EAVI2020 partner focused stories: Instituto de Salud Carlos III
Prof José (Pepe) Alcami is the director of the AIDS Immunopathogenesis Unit at Instituto de Salud Carlos III and Coordinator of the Spanish AIDS Research Network (RIS).
The AIDS Immunopathogenesis Unit
The AIDS Immunopathogenesis Unit works in different projects focused in HIV pathogenesis, mainly in the study of the mechanism of HIV latency and reactivation, the interaction between the HIV-1 envelope and their receptors and the impact of genetic factors and restriction factors in HIV-1 infection. Besides, the group has developed a platform for the screening and characterization of new compounds against HIV-1 infection and neutralization assays.
The AIDS Immunopathogenesis Unit is an open laboratory that participated in different scientific networks and collaborates with different laboratories including groups from JM Gatell at Hospital Clínic (Barcelona), Monsef Benkirane at CNRS-IGH (Montpellier), Carolina Herrera at Imperial (London), Greg Towers at UCL (London), Elisa Vicenzi and Guido Poli at USR (Milano), Roger LeGrand at CEA (Paris), John Mascola at VRC (Maryland), Zeger Debyser (Leuven), Bernard Lagane at Pasteur Institute in Paris and Fernando Arenzana from Pasteur institute (Shangai) among others.
Objectives for EAVI2020 project
In the AIDS Immunopathology Unit, a central platform will be set up for the screening of neutralizing antibodies obtained through different immunogens in animal models and clinical trials. In addition, the researchers of the group will contribute to designing new immunogens based on viruses transmitted during acute infection. This approach represents a new and original approach aim to define a new generation of immunogens to obtain a vaccine for HIV.
Background and current work
A platform for the screening of neutralizing activity was created in 2010 based on an original system of recombinant viruses carrying a luciferase-reporter gene in which the full length (gp160) envelope can be cloned. This model allows the generation of replication-competent viruses able to infect cell lines, natural CD4 lymphocytes and macrophages. This technology has been described in Gonzalez et al. J Antimicrob Chemother. 2010;65:2493-501 and has been applied to different vaccine clinical trials performed at the RIS network (Garcia et al. J Infect Dis. 2005;191:1680-5; J Infect Dis. 2011;203:473-8; Vaccine. 2011;29:8309-16 and Mothe et al. J Antimicrob Chemother. 2015;70:1833-42).
In collaboration with Dr John Mascola from the Vaccine Research Center at NIH we have incorporated to the lab different techniques for the epitope mapping of neutralizing antibodies in patients´sera that has allowed us to study the characteristics of these antibodies in different groups of patients with an “elite neutralizer” profile, including treated patients (Yuste et al. J Virol. 2011;85:5804-13), acute infection (Sanchez-Merino et al. J Virol. 2016;90:5231-45) and LTNP patients (Gonzalez et al, submitted).

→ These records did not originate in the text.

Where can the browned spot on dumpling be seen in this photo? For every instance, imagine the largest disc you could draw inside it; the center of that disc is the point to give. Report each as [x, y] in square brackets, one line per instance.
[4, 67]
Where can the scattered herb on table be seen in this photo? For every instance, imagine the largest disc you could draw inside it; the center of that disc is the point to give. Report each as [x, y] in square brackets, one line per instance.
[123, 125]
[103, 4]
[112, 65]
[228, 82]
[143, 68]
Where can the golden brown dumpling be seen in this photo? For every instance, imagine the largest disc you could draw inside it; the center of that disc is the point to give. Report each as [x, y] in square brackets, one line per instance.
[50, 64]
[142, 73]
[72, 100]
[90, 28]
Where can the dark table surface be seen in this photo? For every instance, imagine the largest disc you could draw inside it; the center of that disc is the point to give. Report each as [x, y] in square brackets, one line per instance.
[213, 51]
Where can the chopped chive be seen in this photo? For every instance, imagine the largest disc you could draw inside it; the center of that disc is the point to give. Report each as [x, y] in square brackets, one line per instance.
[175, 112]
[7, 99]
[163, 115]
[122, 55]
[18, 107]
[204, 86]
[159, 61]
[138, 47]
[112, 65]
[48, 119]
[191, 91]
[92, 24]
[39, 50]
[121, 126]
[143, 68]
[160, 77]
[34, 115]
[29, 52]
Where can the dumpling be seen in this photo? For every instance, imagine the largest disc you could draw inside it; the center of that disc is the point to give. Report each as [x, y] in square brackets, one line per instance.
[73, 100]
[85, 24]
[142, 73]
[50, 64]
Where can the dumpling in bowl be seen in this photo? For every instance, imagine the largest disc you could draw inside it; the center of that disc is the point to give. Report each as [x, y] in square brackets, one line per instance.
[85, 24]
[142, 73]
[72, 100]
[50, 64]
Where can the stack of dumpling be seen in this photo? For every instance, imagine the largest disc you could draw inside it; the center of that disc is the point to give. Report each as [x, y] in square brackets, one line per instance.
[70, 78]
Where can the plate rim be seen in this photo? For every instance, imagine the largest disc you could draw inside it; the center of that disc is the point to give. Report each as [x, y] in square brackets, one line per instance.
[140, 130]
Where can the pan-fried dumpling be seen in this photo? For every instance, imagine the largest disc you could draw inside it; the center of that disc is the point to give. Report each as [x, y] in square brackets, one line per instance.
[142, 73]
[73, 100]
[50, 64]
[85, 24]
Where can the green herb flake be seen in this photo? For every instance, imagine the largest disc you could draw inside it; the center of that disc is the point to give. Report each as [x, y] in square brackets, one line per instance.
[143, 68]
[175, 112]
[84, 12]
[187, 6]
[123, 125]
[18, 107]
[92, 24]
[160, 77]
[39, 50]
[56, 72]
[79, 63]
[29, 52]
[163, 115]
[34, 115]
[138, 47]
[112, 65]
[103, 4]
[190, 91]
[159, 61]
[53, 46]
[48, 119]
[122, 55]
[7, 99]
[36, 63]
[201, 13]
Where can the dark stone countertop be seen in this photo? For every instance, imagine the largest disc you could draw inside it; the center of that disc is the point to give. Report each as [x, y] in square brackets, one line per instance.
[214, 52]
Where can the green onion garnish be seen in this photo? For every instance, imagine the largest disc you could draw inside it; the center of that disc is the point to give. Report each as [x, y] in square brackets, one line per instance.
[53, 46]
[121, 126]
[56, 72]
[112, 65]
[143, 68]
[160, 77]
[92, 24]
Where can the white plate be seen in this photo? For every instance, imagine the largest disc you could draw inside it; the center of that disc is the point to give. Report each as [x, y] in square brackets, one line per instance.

Besides, the laboratory is interested in viral evolution and in particular in the changes produced in the viral envelope along infection leading to a more efficient attachment to CD4, CCR5 and CXCR4 receptors. These elegant pharmacodynamis approaches have been developed in collaboration with the Viral Pathogenesis Unit at Pasteur institute (Colin et al. Proc Natl Acad Sci U S A. 2013;110:9475-80; García-Perez et al. J Biol Chem. 2011;286:33409-21; J Biol Chem. 2011;286:4978-90; Retrovirology. 2015;12:50).
Currently we are characterizing the viral envelope of founder viruses through different virological, biochemical and bioinformatics approaches with the final goal of provide envelope prototypes based in transmitted-founder viruses eliciting broadly neutralizing antibodies against founder viruses.